I'm not sure. Students at my university are investigating what it's like to be digital natives and writers simultaneously. How do they communiciate in this digital age? What are the sequels of literacy?

Monday, October 5, 2009

Working with "automation":

In "Five Principles of New Media:Or, Playing Lev Manovich," Madeleine Sorapure offers interactive explanation and demonstration of the five principles of new media Manovich proposes, namely numerical representation, modularity, automation, variability, and transcoding. You can access the interactive Kairos article at:

http://english.ttu.edu/KAIROS/8.2/binder2.html?coverweb/sorapure/index.htm

You can access a pdf or the article at:

http://english.ttu.edu/Kairos/8.2/coverweb/sorapure/five.pdf

Let's follow Sorapure's students' lead by demonstrating the principle of automation. Her students foud this principle the most thought provoking and perhaps disturbing, because it challenged their views on questions of originality, creativity, and authorship. Sorapure explains: "...they were compelled to examine how their interactions with the computer influenced the work they were to produce."

For next week, each of you should create a visual representation of a four-letter word. (You might look at Sorapure's students' projects for ideas.) You may use the Flip cameras, Photoshop or Flash to do this project. If you have another idea, let me know what it is as a comment to this post so the whole group can respond.

about David Weinberger...

Weinberger celebrates the "new power" of the digital disorder. Certainly, his claim "Instead of everything having its place, it's better if things can get assigned multiple places simultaneously" (14). Clearly this is true for commerce and information, but what does this mean for writing?
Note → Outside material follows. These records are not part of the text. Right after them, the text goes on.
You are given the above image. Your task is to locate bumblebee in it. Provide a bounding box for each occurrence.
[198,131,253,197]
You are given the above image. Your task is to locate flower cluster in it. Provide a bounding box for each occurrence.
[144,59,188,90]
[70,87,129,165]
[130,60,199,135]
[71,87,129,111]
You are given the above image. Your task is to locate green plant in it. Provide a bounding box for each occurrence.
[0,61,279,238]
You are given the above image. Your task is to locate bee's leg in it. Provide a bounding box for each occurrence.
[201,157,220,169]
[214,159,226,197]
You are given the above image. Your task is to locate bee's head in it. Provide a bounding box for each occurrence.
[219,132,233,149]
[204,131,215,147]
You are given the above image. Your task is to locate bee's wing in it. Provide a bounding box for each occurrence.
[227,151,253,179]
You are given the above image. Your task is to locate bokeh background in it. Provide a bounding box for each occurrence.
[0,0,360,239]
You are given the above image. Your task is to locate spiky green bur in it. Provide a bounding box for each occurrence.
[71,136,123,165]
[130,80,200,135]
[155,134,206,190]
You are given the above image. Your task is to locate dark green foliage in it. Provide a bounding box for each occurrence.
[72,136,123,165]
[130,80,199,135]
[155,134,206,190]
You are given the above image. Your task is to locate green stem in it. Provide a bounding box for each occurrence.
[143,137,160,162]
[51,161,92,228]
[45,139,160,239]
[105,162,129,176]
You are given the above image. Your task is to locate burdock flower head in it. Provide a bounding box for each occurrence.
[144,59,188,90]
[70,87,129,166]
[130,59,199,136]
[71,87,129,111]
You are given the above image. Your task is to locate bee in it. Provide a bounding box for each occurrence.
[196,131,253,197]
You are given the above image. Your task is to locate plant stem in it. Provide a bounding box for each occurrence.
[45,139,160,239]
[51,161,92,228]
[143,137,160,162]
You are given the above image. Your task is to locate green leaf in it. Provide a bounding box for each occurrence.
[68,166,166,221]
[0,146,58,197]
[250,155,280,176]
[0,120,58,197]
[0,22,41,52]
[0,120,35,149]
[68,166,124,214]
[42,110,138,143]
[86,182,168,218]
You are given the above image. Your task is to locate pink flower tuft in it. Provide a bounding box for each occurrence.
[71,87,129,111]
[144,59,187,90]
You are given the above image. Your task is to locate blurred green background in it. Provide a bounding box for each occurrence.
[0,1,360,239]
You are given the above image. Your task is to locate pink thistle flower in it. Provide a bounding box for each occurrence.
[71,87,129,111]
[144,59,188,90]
As a thought exercise, locate two examples from Weinberger's text that make you nervous (or at least wary) about the multiplicity and the hyperconnectivity of knowledge acquistion and dissemination. In two paragraphs, demonstrate how third-order practices might actually fail. Or, show how drawing lines for and drafting hierarchies for knowledge might actually be preferable to Weinberger's observations.